"You have to consider that we've had a lot of changes in New Hampshire," says Weed. "The majority party now believes that government has some important functions for the people. [The FSP's] attempt to take over the state is naive — most people here feel there's a social conscience that goes along with tax paying."
FSP recruitment has been difficult, as Free Staters were largely ignored in their first few years — even by the local Sentinel newspaper — and only began to grab major headlines a few months before Kostric's gun show. In May, the group was mentioned on a Fox News Freedom Watch podcast; that same month, members were profiled in a prominent Boston Globe feature. Those spotlights — as well as recent Sentinel reports on the arrests of several members — were relatively positive, and the Free Staters I spoke with appreciate the coverage, despite occasional misrepresentations (the Globe profile, for example, implies there have been collective acts of civil disobedience — a major faux pas in the eyes of such proud individualists).

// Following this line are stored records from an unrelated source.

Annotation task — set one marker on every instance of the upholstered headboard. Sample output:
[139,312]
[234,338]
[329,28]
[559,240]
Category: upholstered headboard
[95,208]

As for Kostric, Free Staters agree on a "no harm, no foul" defense; like he told freekeene.com moments after his duel with Chris Matthews, there could not have been a better way to advertise his ideology.
"You need to sometimes present a more extreme viewpoint to pull people halfway between where they are and where you'd like them to move," said Kostric. "Hopefully it shocked some people into opening their eyes. I would have liked to have seen 100 open carriers standing on the front lawn of that church — that would have given the media something to really notice. Look at what just one person did."